For some urban commuters, the new city space offers a better experience than the older formats. Calvin Dozier, who usually shops at Aldi in Brooklyn, recently started visiting the Manhattan location right across the street from his office for convenience.
“This one here – it’s brighter,” Dozier told the BBC, looking at the fresh sweet navel oranges in his basket. “The one in Brooklyn is a little smaller. It almost feels temporary, but here it looks like a permanent place.”
Still, winning over urban slickers accustomed to premium brands remains an uphill battle. Ralph Montenegro, visiting Aldi for the first time, remained completely loyal to competitors.
Montenegro praised the prices of staple foods such as flour and fruit, saying, “It has more variety than Target,” though he added that he still prefers Trader Joe’s. He said Aldi’s heavy reliance on packaged, private-label processed foods was a deterrent compared to the natural organic options he preferred.
According to Dustin York, associate professor of communications at Maryville University, this strict reliance on limited, private labels is what keeps Aldi’s overheads low.
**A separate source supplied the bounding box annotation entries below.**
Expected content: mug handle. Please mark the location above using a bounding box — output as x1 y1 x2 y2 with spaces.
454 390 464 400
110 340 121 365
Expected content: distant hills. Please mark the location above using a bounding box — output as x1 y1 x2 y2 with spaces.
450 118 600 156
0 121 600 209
He says Aldi targets a lean, highly efficient model that offers about 80% of what a traditional big-box retailer offers, but at a much lower cost.
Still, York argues that it’s unlikely Aldi will take dramatic market share from Walmart, because the retail giant is so huge. “I call Walmart a battleship, and I call Aldi a type of submarine.”
But navigating those crowded waters can bring a different financial risk.
“Their biggest kryptonite is real estate costs,” warned York, pointing to the brutal Manhattan retail landscape, where the average asking rent is between $350 and $700 per square foot.